What previously seemed like a relentless decline in investor protections for new leveraged loan deals not only abated in the first quarter of 2019, but in some respects actually reversed course, according to data from sister publication Xtract Research.
A big catalyst for the change is lower demand for leveraged loans after the Federal Reserve signaled a pause in interest rate hikes, which has given buysiders more ammo to push for tighter protections.
While covenants are still historically weak, the proportion of sponsor-backed loan deals that allow uncapped EBITDA addbacks — an aggressive clause with the knock-on effect of making it easier for borrowers to raise more debt or pay dividends — dropped to 41% in 1Q19 from 69% a year prior.
Meanwhile, the proportion of sponsor-backed deals graded eight or higher on Xtract’s new covenant scoring scale — which runs from zero to 10, with zero indicating the weakest protections — increased to 31% in the first quarter, compared to 17% a year prior.
Charles Tricomi, head of leveraged loan research at Xtract, said that changing market dynamics had given buysiders more firepower to push back on terms, even as the supply of new deals has decreased.
“In the past, lower supply has typically given the borrower even more of an upper hand to push the envelope on covenants,” he said. “This time, lower issuance has resulted in improvement in covenant quality, because demand also dropped.”
The shift is due in part to record outflows from floating rate loan funds and higher funding costs for CLOs — which last year were estimated to be buying roughly 60% of new leveraged loan deals — hurting demand for new loans, as well as a decline in credit quality, he said.
Total assets at US loan funds were USD 152bn at the end of the first quarter, according to Lipper, down from a record USD 184bn last October, before a selloff rocked global markets.
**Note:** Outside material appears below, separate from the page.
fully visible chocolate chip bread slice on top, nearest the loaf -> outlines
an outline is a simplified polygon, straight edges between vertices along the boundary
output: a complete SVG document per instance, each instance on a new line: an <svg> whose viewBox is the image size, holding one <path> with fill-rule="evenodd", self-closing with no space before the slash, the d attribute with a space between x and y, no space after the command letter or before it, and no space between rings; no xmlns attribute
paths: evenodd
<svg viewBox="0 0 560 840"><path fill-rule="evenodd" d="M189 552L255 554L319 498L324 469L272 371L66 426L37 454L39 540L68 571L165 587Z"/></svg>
CLO issuance in the first quarter was USD 36bn, down from USD 44bn last year, according to sister publication CreditFlux.
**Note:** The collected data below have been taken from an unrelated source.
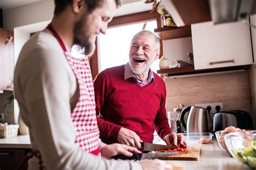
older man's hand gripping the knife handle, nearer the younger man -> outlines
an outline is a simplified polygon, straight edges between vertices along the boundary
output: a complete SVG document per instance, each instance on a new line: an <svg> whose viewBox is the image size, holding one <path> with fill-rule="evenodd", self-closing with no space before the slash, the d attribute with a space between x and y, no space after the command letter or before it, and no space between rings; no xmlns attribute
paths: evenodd
<svg viewBox="0 0 256 170"><path fill-rule="evenodd" d="M126 128L120 129L117 140L120 144L125 144L137 148L140 148L140 142L143 142L135 132Z"/></svg>

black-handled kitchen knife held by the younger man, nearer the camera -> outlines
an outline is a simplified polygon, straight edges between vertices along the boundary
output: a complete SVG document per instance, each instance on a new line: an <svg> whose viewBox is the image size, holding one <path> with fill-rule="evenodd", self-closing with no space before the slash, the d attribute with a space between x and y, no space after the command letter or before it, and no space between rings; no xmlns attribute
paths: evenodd
<svg viewBox="0 0 256 170"><path fill-rule="evenodd" d="M123 154L118 154L113 156L113 159L123 159L123 160L142 160L142 159L153 159L153 158L163 158L167 156L173 156L181 154L181 152L158 152L158 153L133 153L131 157L126 157Z"/></svg>

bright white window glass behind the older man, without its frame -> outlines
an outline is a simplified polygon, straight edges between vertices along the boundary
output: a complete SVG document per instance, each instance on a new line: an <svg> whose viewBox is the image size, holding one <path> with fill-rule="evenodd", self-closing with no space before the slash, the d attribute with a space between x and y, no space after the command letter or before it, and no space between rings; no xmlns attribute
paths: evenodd
<svg viewBox="0 0 256 170"><path fill-rule="evenodd" d="M99 72L106 68L124 65L129 61L129 48L132 37L142 30L144 23L131 24L107 29L99 36ZM145 30L154 32L157 21L146 22ZM153 72L159 69L159 59L151 65Z"/></svg>

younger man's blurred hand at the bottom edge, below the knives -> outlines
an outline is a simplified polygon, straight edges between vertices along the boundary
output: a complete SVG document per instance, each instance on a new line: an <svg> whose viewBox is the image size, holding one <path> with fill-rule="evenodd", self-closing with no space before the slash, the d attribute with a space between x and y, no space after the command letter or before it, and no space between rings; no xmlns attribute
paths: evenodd
<svg viewBox="0 0 256 170"><path fill-rule="evenodd" d="M172 166L166 164L165 161L159 159L145 159L139 161L139 164L142 166L144 170L172 170Z"/></svg>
Meanwhile, the proportion of loan issuers rated single-B increased to 60%, according to Xtract. “CLOs didn’t gobble up everything they came across, and investors are also demanding better covenants because recent issuers have had lower credit ratings,” said Tricomi.
Buysiders also attributed the improvement to an increased awareness of just how much covenants have degraded over recent years, in part driven by high profile examples of loose covenants being used to the detriment of creditors, such as controversial asset transfers at PetSmart, Neiman Marcus and J.Crew.
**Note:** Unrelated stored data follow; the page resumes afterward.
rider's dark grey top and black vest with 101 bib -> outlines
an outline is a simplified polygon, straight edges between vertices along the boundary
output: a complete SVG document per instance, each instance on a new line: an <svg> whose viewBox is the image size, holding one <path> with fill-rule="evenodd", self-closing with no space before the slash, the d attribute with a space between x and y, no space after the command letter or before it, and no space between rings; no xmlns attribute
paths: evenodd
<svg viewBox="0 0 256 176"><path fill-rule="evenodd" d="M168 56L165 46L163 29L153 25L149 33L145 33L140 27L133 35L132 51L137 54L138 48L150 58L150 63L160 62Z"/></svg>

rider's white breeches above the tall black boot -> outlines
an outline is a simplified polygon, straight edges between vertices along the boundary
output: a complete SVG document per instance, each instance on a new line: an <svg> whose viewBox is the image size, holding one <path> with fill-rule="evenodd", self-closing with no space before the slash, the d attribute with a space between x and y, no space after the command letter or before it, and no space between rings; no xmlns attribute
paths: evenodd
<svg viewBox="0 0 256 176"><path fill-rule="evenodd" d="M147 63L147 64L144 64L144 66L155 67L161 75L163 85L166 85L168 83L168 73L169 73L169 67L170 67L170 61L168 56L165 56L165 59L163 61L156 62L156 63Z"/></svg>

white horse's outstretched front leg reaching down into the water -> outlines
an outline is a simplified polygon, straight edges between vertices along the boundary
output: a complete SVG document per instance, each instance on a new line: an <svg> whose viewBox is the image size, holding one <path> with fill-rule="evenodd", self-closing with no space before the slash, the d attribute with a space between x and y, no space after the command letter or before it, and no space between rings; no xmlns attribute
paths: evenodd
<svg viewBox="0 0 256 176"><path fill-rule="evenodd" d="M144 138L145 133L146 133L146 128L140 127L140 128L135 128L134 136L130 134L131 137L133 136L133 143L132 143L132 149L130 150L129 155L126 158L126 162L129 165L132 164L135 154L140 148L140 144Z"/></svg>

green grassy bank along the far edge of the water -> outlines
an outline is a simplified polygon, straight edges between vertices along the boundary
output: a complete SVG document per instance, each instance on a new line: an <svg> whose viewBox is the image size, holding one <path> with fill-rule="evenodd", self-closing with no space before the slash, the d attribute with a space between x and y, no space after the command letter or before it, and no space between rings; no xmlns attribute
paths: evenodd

“Even my mom is asking about this covenant stuff these days,” said one investor. “And it’s not like it’s in People magazine, but it is finding its way into the more mainstream financial media. The drumbeat has gotten so strong that people have no choice but to start pushing back.”
Borrowers were forced to tighten covenants in several high-profile buyout financings during the first quarter, including deals for Dun & Bradstreet and Brookfield’s buyout of Johnson Controls’ Power Solutions business.
Meanwhile, in the high yield bond market, issuers including Surgery Partners and Kodiak Gas Services have recently been forced to tighten covenants or scrap deals entirely, as reported by Debtwire. Buysiders noted that these names have often been at the lower end of the ratings spectrum.
“We’re definitely seeing investors push back more on dicey names to get changes made, but there’s still a lot of leeway in covenants to screw over bondholders,” said a portfolio manager.
But with credit spreads continuing to ratchet tighter over recent weeks and purchase multiples remaining high — which two bankers said was leading to increasingly intense competition to finance upcoming buyouts — buysiders still need to be vigilant about overall deal quality, investors said.
Covenants “might not be getting worse, but it does feel like we could be getting back to a sponsor’s market again,” said a portfolio manager at a large leveraged loan fund. “It just feels like a lot of deals are starting to get done regardless of whether we say no or not.”